In a study published in Nature, Google revealed that its generative AI technology answered medically related questions with 92.6% accuracy.
By Jessica Hagen
12:36 pm

Photo: Eugenio Marongiu/Getty Images


A study performed by Google researchers and published in Nature reveals the tech giant's generative AI technology Med-PaLM provided long-form answers aligned with scientific consensus on 92.6% of questions submitted, which is in line with clinician-generated answers at 92.9%.

Med-PaLM is a generative AI technology that utilizes Google's LLMs to answer medical questions.

Researchers utilized MultiMedQA, a standard combining six existing medical question datasets spanning the scope of research, professional medicine and consumer queries, and HealthSearchQA, a dataset of commonly searched medical questions. 

MultiMedQA questions were put through PaLM, a 540-billion parameter LLM, and Flan-PaLM, its instruction-tuned variant. 

Answers were then put through human evaluations to assess comprehension, reasoning, factuality, and possible harm and bias. 

Using various prompting strategies, Flan-PaLM proved to show accuracy in answering the MultiMedQA dataset, with 67.6% accuracy on U.S. Medical Licensing Exam-type questions, surpassing the previous accuracy levels by 17%. Still, researchers noted key gaps in its answers to consumer medical questions. 

Therefore, researchers introduced instruction prompt tuning, a data- and parameter-efficient alignment technique, resulting in Med-PaLM, which revealed substantially more accurate answers (92.9%) than Flan-PaLM (61.9%). 

Flan-PaLM answers were also rated as potentially leading to harmful outcomes 29.7% of the time compared to 5.9% of the time for Med-PaLM. The inaccuracy of clinician-generated answers was similar to Med-PaLM at 5.7%.  

Researchers acknowledged that many limitations still need to be overcome before the models are viable for clinical use, and further evaluation is necessary, particularly regarding safety, bias and equity.  

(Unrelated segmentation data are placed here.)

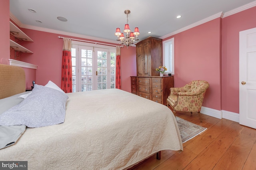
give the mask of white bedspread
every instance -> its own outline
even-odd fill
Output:
[[[68,93],[64,123],[27,128],[0,150],[1,161],[31,170],[118,170],[160,150],[183,150],[166,106],[120,90]]]

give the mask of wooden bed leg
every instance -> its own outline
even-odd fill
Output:
[[[161,159],[161,151],[159,151],[156,153],[156,159],[158,160],[160,160]]]
[[[200,113],[200,112],[197,112],[197,113],[198,114],[198,116],[199,116],[199,119],[200,119],[200,121],[201,121],[201,122],[202,122],[202,118],[201,117],[201,113]]]

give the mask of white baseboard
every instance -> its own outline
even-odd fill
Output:
[[[218,110],[202,106],[201,113],[220,119],[226,119],[234,122],[239,122],[239,114],[226,111]]]
[[[222,111],[222,118],[239,122],[239,114],[228,111]]]

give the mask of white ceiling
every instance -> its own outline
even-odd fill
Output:
[[[21,27],[43,28],[115,42],[116,28],[122,32],[126,23],[126,10],[131,11],[128,18],[130,29],[133,32],[135,27],[138,27],[139,39],[142,40],[150,36],[162,38],[217,14],[225,14],[253,2],[254,4],[256,1],[10,0],[10,8],[11,15],[19,21]],[[31,12],[28,8],[36,12]],[[179,15],[181,18],[176,18]],[[60,21],[58,16],[68,21]]]

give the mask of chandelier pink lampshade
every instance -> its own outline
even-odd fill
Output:
[[[140,32],[139,31],[139,28],[138,27],[135,27],[135,29],[134,29],[134,32],[133,33],[134,35],[139,35],[140,34]]]
[[[132,39],[134,39],[134,38],[135,38],[134,37],[134,35],[133,34],[133,32],[131,32],[130,33],[130,38],[132,38]]]
[[[124,14],[126,14],[127,18],[127,22],[124,25],[124,32],[126,33],[126,37],[124,35],[124,34],[125,33],[121,32],[120,28],[116,28],[116,32],[115,33],[115,35],[117,36],[117,40],[116,40],[118,41],[118,44],[122,44],[122,47],[124,47],[124,45],[126,45],[127,47],[127,48],[128,46],[132,46],[132,45],[134,44],[136,44],[136,43],[134,42],[135,41],[136,41],[137,43],[138,43],[138,41],[139,40],[138,38],[138,36],[140,34],[139,28],[138,27],[135,28],[134,32],[131,32],[131,30],[130,30],[130,26],[128,24],[128,14],[130,12],[130,10],[124,11]],[[134,40],[135,38],[135,35],[136,35],[136,40]]]
[[[123,39],[124,38],[124,33],[121,33],[121,36],[120,36],[120,37],[119,37],[119,39],[121,40],[123,40]]]

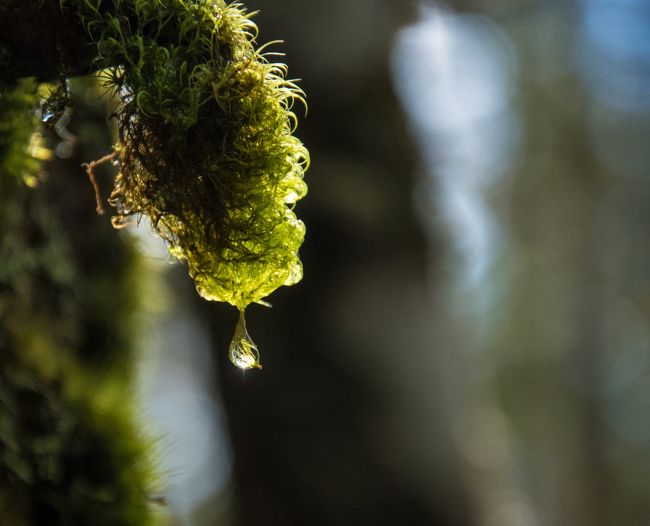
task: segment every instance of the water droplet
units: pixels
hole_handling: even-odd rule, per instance
[[[240,369],[261,369],[260,353],[246,330],[244,311],[239,311],[235,334],[228,349],[230,361]]]

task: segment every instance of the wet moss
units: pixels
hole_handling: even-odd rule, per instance
[[[121,99],[119,226],[147,216],[199,293],[240,310],[302,278],[308,152],[293,135],[303,96],[223,0],[65,0]]]

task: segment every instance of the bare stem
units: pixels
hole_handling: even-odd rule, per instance
[[[100,157],[95,161],[91,161],[89,163],[84,163],[81,165],[81,167],[86,170],[86,173],[88,174],[88,179],[90,179],[90,184],[93,185],[93,189],[95,190],[95,202],[97,203],[97,213],[99,215],[103,215],[105,210],[104,210],[104,205],[102,204],[101,190],[99,189],[99,184],[97,184],[97,179],[95,178],[94,170],[96,166],[112,161],[113,159],[115,159],[115,156],[116,156],[115,152],[109,153],[107,155],[104,155],[104,157]]]

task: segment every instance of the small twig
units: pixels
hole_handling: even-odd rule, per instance
[[[88,179],[90,179],[90,184],[93,185],[93,189],[95,190],[95,202],[97,203],[97,213],[99,215],[104,215],[104,205],[102,204],[102,194],[99,189],[99,184],[97,184],[97,179],[95,178],[95,172],[93,171],[96,166],[99,166],[100,164],[107,163],[109,161],[112,161],[115,159],[115,152],[109,153],[107,155],[104,155],[104,157],[101,157],[95,161],[91,161],[89,163],[83,163],[81,165],[82,168],[86,170],[86,173],[88,174]]]

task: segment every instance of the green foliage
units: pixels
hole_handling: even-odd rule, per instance
[[[32,79],[21,80],[17,86],[0,83],[0,205],[8,178],[34,182],[39,160],[30,153],[40,145],[34,133],[37,117],[38,85]],[[31,140],[30,140],[31,139]]]
[[[256,26],[224,0],[66,0],[97,42],[122,100],[121,225],[148,216],[199,293],[243,310],[302,278],[308,152],[293,135],[301,92],[255,48]]]

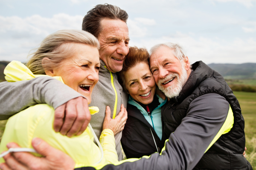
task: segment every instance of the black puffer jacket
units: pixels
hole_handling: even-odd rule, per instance
[[[101,169],[253,169],[243,156],[244,121],[232,91],[218,72],[202,62],[193,64],[192,69],[194,71],[179,97],[162,107],[164,131],[169,137],[161,153],[138,160],[128,159],[119,164],[109,164]],[[213,139],[231,110],[233,128],[204,153],[209,144],[215,141]]]
[[[192,70],[198,71],[189,76],[179,97],[172,99],[162,110],[166,135],[169,136],[181,124],[194,99],[206,94],[219,94],[226,99],[232,108],[233,127],[227,133],[221,135],[194,169],[252,169],[243,156],[245,144],[244,121],[236,98],[218,73],[201,61],[192,66]]]

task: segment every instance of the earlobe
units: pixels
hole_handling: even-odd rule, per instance
[[[51,60],[47,57],[44,57],[42,60],[42,65],[44,70],[45,74],[51,77],[55,76],[53,70],[49,70],[48,69],[47,65],[50,62]]]
[[[190,63],[187,56],[186,56],[186,58],[184,59],[184,63],[186,70],[187,71],[190,68]]]

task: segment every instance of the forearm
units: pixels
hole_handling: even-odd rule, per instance
[[[103,149],[104,158],[108,164],[118,162],[116,150],[115,137],[113,131],[109,129],[104,129],[99,137],[99,142]]]
[[[60,81],[41,76],[29,80],[0,83],[0,119],[36,104],[47,103],[55,109],[71,99],[82,96]]]

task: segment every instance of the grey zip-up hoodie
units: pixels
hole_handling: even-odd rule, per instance
[[[90,105],[99,109],[99,113],[92,115],[90,123],[98,139],[102,130],[106,106],[110,107],[111,118],[113,116],[116,95],[111,84],[111,75],[116,91],[116,115],[120,112],[122,104],[126,108],[128,98],[118,82],[116,74],[111,73],[104,67],[105,64],[102,60],[100,62],[99,81],[93,91],[92,102]],[[7,119],[17,113],[38,103],[47,103],[56,109],[79,96],[84,97],[61,82],[48,76],[14,82],[2,82],[0,83],[0,120]],[[115,136],[119,160],[123,159],[120,143],[121,137],[122,132]]]
[[[128,99],[128,94],[123,90],[118,82],[116,74],[108,71],[105,67],[105,63],[102,60],[100,60],[100,65],[99,82],[93,88],[92,102],[89,105],[90,106],[97,106],[99,109],[98,113],[92,115],[90,122],[98,138],[99,138],[102,130],[106,106],[110,107],[111,118],[113,118],[113,116],[115,117],[120,112],[122,104],[126,108]],[[115,136],[116,149],[119,161],[123,159],[120,142],[122,132]]]

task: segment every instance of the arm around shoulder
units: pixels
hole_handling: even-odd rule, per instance
[[[46,103],[56,109],[79,96],[82,96],[61,82],[48,76],[3,82],[0,83],[0,119],[8,119],[36,104]]]

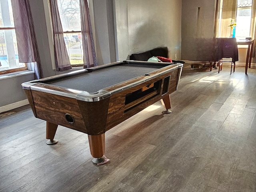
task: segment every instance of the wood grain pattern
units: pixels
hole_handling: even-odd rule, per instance
[[[256,69],[189,67],[171,114],[157,101],[106,132],[102,166],[82,132],[59,126],[46,145],[29,106],[1,118],[0,192],[256,191]]]

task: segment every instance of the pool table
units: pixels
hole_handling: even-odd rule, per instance
[[[117,62],[23,83],[35,116],[46,121],[46,142],[58,125],[88,135],[94,163],[106,159],[105,133],[161,100],[170,112],[183,64]]]

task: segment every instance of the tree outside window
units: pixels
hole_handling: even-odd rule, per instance
[[[58,0],[64,40],[72,66],[83,65],[80,7],[78,0]]]

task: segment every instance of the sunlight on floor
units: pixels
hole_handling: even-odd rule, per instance
[[[155,104],[153,104],[153,105],[151,105],[150,106],[147,107],[146,109],[144,109],[143,111],[149,112],[150,111],[152,111],[156,109],[159,108],[161,107],[163,107],[162,106],[156,105]]]
[[[220,79],[219,77],[207,76],[199,80],[200,82],[205,82],[208,83],[212,83],[214,81],[216,81]]]

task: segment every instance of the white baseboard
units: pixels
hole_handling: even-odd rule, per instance
[[[202,61],[189,61],[188,60],[182,60],[182,61],[185,62],[185,63],[189,64],[196,64],[196,63],[202,63]],[[207,62],[206,61],[206,62]],[[223,62],[223,66],[228,66],[230,65],[230,64],[229,62]],[[245,63],[242,63],[239,62],[236,62],[236,66],[245,66]],[[251,66],[252,67],[256,67],[256,63],[252,63],[251,64]]]
[[[22,107],[28,104],[29,104],[28,100],[28,99],[25,99],[22,101],[18,101],[16,103],[2,106],[0,107],[0,113],[5,112],[6,111],[10,111],[10,110],[12,110],[18,107]]]

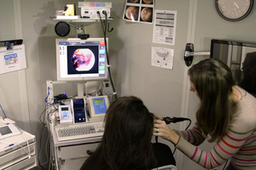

"Our hope is LLM systems such as Med-PaLM, that are designed for medical applications with safety as paramount, will democratize access to high-quality medical information, particularly in geographies with a limited number of medical professionals," Vivek Natarajan, AI researcher at Google and one of the researchers in the study, said on LinkedIn

"And eventually, with further development, rigorous validation of safety and efficacy, we hope Med-PaLM will find broad uptake in direct care pathways – augmenting our clinicians, reducing their administrative burden, aid with clinical decision making, giving them more time to focus on patients and overall make healthcare more accessible, equitable, safer and humane."


In March, the technology company's Med-PaLM 2 tested on U.S. Medical Licensing Examination-style questions, performing at an "expert" test-taker level with 85%+ accuracy. It also received a passing score on the MedMCQA dataset, a multiple-choice dataset designed to address real-world medical entrance exam questions. 

One month later, the company announced Med-PaLM 2 would be available to select Google Cloud customers in the coming weeks to share feedback, explore use cases and conduct limited testing. 

The company also announced a new AI-enabled Claims Acceleration Suite, created to help with the process of prior authorization and claims processing for health insurance. The Suite converts unstructured data (datasets not organized in a predefined manner) into structured data (datasets highly organized and easily decipherable).